Agric students fly red flag

Promise Tokoli (second from right) addressing the media.With him are students from the institute Photo Seth Osabukle,,

Promise Tokoli (second from right) addressing the media.With him are students from the institute Photo Seth Osabukle,,

Students from five agricultural colleges in the country have urged government to restore their allowances or they will embark on a series of demonstrations to press home their demand.

Addressing a news conference on Wednesday, President of Agricultural Colleges Students Union (ACSU), Promise Tokoli Buernartey, complained about the lack of infrastructure and logistics on the various colleges which affected academic performance.

He said the lack of allowances have led to paying their own utility bills  and  fending for themselves unlike other training institutes whose bills and  feeding are catered  for by the government.

“We have therefore given government seven days ultimatum to respond to us or else we will demonstrate and picket at the sector ministry,” Mr. Buernartey said.

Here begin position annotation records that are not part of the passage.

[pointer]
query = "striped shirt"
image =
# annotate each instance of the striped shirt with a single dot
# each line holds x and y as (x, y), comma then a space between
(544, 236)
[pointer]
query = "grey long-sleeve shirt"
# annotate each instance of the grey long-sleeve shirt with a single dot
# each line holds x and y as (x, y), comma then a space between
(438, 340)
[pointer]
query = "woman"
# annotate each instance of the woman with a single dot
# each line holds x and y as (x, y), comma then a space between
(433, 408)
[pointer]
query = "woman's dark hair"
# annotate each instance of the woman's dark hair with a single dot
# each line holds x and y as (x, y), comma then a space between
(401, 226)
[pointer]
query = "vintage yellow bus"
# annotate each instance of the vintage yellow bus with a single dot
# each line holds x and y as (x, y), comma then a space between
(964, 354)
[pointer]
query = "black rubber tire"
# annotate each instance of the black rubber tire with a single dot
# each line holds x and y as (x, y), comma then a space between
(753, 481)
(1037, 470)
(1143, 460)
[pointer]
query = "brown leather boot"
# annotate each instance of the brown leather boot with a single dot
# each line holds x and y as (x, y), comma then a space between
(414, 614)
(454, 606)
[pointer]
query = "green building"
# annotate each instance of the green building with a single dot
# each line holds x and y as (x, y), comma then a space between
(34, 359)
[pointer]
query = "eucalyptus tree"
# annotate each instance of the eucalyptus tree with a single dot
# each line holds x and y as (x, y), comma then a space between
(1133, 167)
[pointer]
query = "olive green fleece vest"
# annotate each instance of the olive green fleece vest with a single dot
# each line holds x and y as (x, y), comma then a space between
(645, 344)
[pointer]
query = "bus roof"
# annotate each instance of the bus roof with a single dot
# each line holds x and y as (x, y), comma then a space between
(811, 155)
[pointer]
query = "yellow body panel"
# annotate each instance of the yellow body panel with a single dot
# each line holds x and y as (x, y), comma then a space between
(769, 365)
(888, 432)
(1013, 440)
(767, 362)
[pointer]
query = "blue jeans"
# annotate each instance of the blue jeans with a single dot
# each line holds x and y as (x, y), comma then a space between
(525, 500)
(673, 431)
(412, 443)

The colleges include the Kwadaso Agricultural College, Ejura Agricultural College, Ohawu Agricultural College, Damango Agricultural College and Pong-Tamale Vertinary College.

The students said government was being unfair to them because allowances of other training institutions had been restored adding that various attempts to meet the Deputy Minister of Agriculture, Mr George Oduro had proved futile.

He described it as discriminatory for other institutions to be restored and theirs not restored.

“Lack of buses and other infrastructure in the colleges aside our allowances is gradually turning the colleges into white elephants,” he stated.

Mr. Buernartey said several attempts made to get the hierarchy of the ministry to address the issue have fallen on deaf ears.

He said since their allowances were scrapped in 2015, majority of students had dropped out due to lack of funds to support their tuition.

“Many final year students have dropped out due to lack of funds to cover the overly expensive tuition.”

The president of ACSU said attempts to meet the Minister of Food and Agriculture concerning their challenges have proven futile indicating a sign of total neglect by the ministry.